Note
Go to the end to download the full example code.
Fused Softmax¶
In this tutorial, you will write a fused softmax operation that is significantly faster than PyTorch’s native op for a particular class of matrices: those whose rows can fit in the GPU’s SRAM.
In doing so, you will learn about:
The benefits of kernel fusion for bandwidth-bound operations.

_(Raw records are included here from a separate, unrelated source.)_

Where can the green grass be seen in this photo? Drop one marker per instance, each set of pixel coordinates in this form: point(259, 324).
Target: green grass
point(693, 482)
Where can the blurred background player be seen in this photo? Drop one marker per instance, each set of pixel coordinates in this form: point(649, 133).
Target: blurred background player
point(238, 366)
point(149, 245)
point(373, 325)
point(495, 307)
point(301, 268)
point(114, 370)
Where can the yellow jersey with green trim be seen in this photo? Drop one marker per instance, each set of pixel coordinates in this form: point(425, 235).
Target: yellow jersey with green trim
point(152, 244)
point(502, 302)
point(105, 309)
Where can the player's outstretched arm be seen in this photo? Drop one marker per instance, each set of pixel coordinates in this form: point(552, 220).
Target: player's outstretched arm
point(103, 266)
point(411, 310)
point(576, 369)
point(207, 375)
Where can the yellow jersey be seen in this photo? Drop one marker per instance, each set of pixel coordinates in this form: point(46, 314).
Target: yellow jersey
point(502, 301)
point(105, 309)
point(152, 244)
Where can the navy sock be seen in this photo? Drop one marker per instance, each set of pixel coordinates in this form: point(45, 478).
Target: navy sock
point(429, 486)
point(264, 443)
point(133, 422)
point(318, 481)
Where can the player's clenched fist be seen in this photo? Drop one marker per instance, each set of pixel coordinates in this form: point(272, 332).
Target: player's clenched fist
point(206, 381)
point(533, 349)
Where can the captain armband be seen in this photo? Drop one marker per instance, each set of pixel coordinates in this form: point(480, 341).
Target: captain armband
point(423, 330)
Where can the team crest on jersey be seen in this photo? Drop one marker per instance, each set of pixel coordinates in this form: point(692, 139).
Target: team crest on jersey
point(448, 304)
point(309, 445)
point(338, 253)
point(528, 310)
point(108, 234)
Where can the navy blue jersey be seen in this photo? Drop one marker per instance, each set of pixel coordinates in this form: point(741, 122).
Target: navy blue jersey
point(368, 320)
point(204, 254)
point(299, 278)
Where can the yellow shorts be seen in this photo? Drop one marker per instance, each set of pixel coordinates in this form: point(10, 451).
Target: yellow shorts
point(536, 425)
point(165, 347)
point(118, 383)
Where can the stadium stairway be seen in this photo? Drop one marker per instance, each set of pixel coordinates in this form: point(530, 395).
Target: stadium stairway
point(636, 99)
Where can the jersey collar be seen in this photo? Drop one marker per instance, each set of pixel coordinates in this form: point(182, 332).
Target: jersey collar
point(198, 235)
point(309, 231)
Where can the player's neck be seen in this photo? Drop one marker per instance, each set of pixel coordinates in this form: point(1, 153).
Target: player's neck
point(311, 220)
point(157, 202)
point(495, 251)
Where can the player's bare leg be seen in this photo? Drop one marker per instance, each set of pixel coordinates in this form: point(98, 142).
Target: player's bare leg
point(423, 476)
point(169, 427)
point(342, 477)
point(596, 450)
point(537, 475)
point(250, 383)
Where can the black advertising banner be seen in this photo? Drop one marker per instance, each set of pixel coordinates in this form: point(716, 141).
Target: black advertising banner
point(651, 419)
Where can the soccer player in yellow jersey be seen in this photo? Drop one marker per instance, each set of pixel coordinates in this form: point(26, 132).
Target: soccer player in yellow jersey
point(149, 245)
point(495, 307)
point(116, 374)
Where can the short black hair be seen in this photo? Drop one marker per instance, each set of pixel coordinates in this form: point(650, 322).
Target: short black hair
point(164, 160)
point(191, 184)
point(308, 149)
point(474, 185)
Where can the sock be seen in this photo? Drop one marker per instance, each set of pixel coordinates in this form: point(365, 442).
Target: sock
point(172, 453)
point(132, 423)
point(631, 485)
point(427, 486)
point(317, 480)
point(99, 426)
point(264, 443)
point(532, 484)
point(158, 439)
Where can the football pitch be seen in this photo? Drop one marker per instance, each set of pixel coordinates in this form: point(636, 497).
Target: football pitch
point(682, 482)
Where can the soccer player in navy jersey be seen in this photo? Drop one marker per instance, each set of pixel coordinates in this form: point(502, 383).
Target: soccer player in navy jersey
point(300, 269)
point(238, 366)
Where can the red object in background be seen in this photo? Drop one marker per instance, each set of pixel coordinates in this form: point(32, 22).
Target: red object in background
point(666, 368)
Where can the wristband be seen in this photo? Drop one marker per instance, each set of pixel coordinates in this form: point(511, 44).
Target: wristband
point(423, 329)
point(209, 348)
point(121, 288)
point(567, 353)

Reduction operators in Triton.
Motivations¶
Custom GPU kernels for elementwise additions are educationally valuable but won’t get you very far in practice. Let us consider instead the case of a simple (numerically stabilized) softmax operation:
import torch
import triton
import triton.language as tl
from triton.runtime import driver
DEVICE = triton.runtime.driver.active.get_active_torch_device()
def is_hip():
return triton.runtime.driver.active.get_current_target().backend == "hip"
def is_cdna():
return is_hip() and triton.runtime.driver.active.get_current_target().arch in ('gfx940', 'gfx941', 'gfx942',
'gfx90a', 'gfx908')
def naive_softmax(x):
"""Compute row-wise softmax of X using native pytorch
We subtract the maximum element in order to avoid overflows. Softmax is invariant to
this shift.
"""
# read MN elements ; write M elements
x_max = x.max(dim=1)[0]
# read MN + M elements ; write MN elements
z = x - x_max[:, None]
# read MN elements ; write MN elements
numerator = torch.exp(z)
# read MN elements ; write M elements
denominator = numerator.sum(dim=1)
# read MN + M elements ; write MN elements
ret = numerator / denominator[:, None]
# in total: read 5MN + 2M elements ; wrote 3MN + 2M elements
return ret
When implemented naively in PyTorch, computing y = naive_softmax(x) for \(x \in R^{M \times N}\)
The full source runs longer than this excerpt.